The court’s lone dissenter, Justice Ann Walsh Bradley, would have invalidated the amendment entirely, concluding that “the diminution of a defendant’s rights … constitutes an ‘essential’ element of the amendment.” On the other extreme was Justice Rebecca Bradley, whose concurrence (joined by Ziegler and Roggensack) characterized the ballot language issue as “essentially political in nature” and therefore not susceptible to judicial resolution at all.
A showdown over originalism
Today’s decision represents one of the last opportunities for the court’s four-justice conservative majority to stake out its position on constitutional interpretation. On August 1, justice-elect Janet Protasiewicz will start her ten-year term, replacing Justice Patience Roggensack and shifting the court’s balance of power.

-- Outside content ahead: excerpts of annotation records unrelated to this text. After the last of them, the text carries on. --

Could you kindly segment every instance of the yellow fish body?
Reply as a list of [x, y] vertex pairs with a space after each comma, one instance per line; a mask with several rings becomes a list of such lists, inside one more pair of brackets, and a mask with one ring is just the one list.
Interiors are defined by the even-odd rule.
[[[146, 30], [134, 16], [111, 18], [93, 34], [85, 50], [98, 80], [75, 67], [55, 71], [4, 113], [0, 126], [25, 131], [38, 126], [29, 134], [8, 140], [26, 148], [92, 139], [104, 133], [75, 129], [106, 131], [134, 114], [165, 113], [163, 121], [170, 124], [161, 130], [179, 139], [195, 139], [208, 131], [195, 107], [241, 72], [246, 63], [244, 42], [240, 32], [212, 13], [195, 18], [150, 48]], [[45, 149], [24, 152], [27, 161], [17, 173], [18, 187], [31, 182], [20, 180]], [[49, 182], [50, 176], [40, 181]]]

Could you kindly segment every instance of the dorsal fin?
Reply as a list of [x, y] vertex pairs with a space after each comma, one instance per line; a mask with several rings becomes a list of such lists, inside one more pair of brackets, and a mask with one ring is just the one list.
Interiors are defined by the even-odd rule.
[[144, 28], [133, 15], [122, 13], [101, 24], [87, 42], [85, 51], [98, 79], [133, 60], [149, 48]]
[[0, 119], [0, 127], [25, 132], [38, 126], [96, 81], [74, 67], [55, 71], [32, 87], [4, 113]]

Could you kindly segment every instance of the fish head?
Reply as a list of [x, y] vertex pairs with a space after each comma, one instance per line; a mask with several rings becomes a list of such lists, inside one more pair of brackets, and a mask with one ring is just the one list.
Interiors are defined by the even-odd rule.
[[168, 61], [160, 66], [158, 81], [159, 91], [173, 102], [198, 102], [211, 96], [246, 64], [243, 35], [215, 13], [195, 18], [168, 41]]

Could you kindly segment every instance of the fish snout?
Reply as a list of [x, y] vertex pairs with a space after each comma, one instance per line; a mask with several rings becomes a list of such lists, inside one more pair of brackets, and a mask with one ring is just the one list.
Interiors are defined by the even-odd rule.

Unsurprisingly, the court’s two ideological camps clashed over fundamental questions about the court’s proper role in interpreting the constitution and safeguarding democracy.
Justice Hagedorn opened his analysis by making the case for originalism, which he characterized as the court’s consensus approach. “[T]he purpose of constitutional interpretation,” according to Hagedorn, “is to determine what the constitutional text meant when it was written, commonly called the original public meaning or original understanding.”
Dallet, by contrast, argued in favor of a “more pluralistic method” that considers not only “text and history” but also “precedent, context, historical practice and tradition.” In a bit of foreshadowing of the next term, she emphasized that “an earlier court’s choice of an interpretive methodology like originalism does not bind later courts to use that same methodology.”
They also clashed over the role the court should play in safeguarding democracy. Quoting from the preamble of the Wisconsin Constitution, Justice Hagedorn highlighted “the foundational assumption of our system of government: all authority resides with the people, and it is the people alone who have the authority to establish the terms and methods by which they will be governed.” In her concurrence, Justice Rebecca Bradley argued that the majority’s approach “safeguards democracy by preserving the prerogatives of the people’s representatives in the legislature to decide political questions.”
The court’s liberal justices presented a different view. Justice Dallet emphasized that the legislature’s constitutional authority has to be balanced against “the people’s right—also reflected in the constitution—fairly to evaluate and vote on a proposed constitutional amendment.” And in her dissent, Justice Ann Walsh Bradley emphasized that “democracy is undermined” when “the people are misled,” with more rigorous judicial review providing a “safeguard against such an outcome.”